Synonyms are names that are spelled differently but refer to the same taxon. In this code, synonyms must be established clade names and may be homodefinitional (based on the same definition) or heterodefinitional (based on different definitions). The criteria for determining whether definitions are different are described in Article 13.2, including Note 13.2.1.
Homodefinitional synonyms are synonyms regardless of the phylogenetic context in which the names are applied. However, in the case of names with different definitions, the phylogenetic context determines whether the names are heterodefinitional synonyms or not synonymous.
Suppose that Hypothetica were defined as the smallest clade containing species A and B, and Cladia were defined as the smallest clade containing species C and B. In the context of any hypothesized phylogeny in which A shares a more recent common ancestor with C than either does with B, Hypothetica and Cladia would be heterodefinitional synonyms. However, in the context of an alternative hypothesis that A and B are more closely related to each other than either is to C, Hypothetica and Cladia would not be synonymous.
Minimum-clade, apomorphy-based, and maximum-clade definitions (Arts. 9.5–9.7) usually designate different clades, although they may be nested clades that differ only slightly in inclusiveness. Therefore, names based on two or more of these different kinds of definitions usually are not synonyms. (In theory, it is possible for different types of definitions to designate the same clade. For example, in cases in which doubling of the chromosomes (autopolyploidy) causes speciation, the apomorphic chromosome number arises simultaneously with the splitting of a lineage. In such cases, an apomorphy-based definition that uses this chromosome number as a specifier will refer to the same clade as a maximum-clade definition that uses the species in which the chromosome doubling occurred, or one of its descendants, as the internal specifier if an appropriate external specifier is used.)
If there are two or more synonyms for a clade, the accepted name for that clade is the earliest acceptable one that applies to it, except in cases of conservation (Art. 15), or precedence of a panclade name (Art. 14.4), or precedence of a younger panclade name over an older one to maintain consistency with crown-clade names (Art. 14.5).
When two or more synonyms have the same publication date (Art. 5), the one that was registered first (and therefore has the lowest registration number) takes precedence.
If a panclade name (Art. 10.3) and a name that was not explicitly established as applying to a total clade are judged to be heterodefinitional synonyms (Art. 14.1), the panclade name has precedence even if it was established later (except in cases covered by Art. 10.7).

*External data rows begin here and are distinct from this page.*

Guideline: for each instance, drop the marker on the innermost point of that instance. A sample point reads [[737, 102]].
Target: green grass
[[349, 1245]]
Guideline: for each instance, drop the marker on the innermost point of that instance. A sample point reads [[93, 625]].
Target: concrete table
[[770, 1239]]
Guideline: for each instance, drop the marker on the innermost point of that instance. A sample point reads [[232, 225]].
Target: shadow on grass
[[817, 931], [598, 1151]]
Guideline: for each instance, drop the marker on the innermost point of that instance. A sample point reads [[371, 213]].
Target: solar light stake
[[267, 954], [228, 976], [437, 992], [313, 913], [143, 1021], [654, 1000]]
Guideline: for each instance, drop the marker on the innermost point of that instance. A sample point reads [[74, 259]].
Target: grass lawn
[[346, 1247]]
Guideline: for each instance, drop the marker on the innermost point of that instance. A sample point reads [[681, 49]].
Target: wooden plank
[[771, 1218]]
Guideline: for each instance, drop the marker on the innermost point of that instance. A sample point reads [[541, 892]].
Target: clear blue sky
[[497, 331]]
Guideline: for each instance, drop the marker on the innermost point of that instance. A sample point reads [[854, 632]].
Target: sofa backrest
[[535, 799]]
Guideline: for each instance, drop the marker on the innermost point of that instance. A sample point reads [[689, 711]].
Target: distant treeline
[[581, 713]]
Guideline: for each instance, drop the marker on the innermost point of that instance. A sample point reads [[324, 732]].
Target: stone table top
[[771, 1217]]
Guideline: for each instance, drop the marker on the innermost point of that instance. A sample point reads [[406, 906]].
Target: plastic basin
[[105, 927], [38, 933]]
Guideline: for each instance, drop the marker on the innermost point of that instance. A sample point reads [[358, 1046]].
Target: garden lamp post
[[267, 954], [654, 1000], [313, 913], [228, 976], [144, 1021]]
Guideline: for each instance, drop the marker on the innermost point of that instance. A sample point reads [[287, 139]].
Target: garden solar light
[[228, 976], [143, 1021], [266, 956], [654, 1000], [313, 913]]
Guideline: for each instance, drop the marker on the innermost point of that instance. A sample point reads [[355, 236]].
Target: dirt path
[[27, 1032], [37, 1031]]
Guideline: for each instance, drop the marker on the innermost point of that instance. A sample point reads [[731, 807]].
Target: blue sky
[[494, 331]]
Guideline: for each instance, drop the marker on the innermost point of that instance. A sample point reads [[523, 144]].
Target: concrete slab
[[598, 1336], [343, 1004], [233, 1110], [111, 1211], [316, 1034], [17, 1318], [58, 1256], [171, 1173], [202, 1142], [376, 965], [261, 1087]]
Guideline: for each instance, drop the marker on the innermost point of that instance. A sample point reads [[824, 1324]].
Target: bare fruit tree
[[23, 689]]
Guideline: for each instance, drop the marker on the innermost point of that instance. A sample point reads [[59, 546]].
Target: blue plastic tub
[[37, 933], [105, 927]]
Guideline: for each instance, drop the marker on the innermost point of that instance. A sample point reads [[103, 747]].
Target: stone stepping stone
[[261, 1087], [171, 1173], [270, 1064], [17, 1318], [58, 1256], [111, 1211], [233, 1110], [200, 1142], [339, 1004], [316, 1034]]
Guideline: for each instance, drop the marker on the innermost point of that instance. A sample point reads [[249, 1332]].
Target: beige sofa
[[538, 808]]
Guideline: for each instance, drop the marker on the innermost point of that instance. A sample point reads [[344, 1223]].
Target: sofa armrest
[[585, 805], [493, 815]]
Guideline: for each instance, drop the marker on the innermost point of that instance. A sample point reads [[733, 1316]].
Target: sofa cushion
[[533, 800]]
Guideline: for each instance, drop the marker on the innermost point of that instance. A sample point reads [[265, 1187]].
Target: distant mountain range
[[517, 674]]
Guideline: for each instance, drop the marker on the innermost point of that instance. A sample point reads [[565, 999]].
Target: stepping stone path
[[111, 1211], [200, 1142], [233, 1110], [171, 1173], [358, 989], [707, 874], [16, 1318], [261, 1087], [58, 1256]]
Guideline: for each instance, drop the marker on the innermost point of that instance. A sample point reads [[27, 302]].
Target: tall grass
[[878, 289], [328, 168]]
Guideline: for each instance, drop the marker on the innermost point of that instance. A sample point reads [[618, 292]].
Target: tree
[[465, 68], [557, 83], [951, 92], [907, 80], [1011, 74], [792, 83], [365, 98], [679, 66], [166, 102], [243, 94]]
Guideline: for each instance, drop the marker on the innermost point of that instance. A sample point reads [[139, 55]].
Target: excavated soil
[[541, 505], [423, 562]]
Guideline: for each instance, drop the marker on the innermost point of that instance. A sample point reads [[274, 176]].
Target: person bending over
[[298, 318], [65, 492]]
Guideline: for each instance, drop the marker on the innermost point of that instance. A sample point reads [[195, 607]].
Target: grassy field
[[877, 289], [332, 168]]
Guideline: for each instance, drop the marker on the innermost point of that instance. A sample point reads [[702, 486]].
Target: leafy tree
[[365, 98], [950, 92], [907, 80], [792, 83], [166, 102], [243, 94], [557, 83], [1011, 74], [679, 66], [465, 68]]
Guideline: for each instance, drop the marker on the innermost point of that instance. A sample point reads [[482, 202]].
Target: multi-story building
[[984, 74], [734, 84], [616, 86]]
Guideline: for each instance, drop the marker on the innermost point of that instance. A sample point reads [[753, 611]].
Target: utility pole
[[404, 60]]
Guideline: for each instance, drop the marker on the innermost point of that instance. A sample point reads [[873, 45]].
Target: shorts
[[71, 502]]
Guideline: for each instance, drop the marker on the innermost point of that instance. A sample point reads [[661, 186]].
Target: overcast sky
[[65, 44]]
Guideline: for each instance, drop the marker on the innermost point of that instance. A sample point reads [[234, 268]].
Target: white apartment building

In order to maintain the relationships between panclade names and the crown-clade names upon which they are based, precedence among panclade names is based on precedence of the corresponding crown-clade names. Thus, if two or more panclade names are considered synonyms because the names of the crown clade upon which they are based are considered synonyms, the panclade name that has precedence is the one that is based on the crown-clade name that has precedence, and that is the case even if one or more of the other panclade names were established earlier than the one based on the crown-clade name that has precedence.
Suppose that first the crown-clade name Reptilia was established, then later the crown-clade name Lepidosauria and the panclade name Pan-Lepidosauria were established simultaneously, then later still the panclade name Pan-Reptilia was established. In the context of phylogenies in which Reptilia and Lepidosauria are synonyms, Reptilia would be the accepted name of the crown clade, and Pan-Reptilia would be the accepted name of the corresponding total clade even though Pan-Lepidosauria was established before Pan-Reptilia.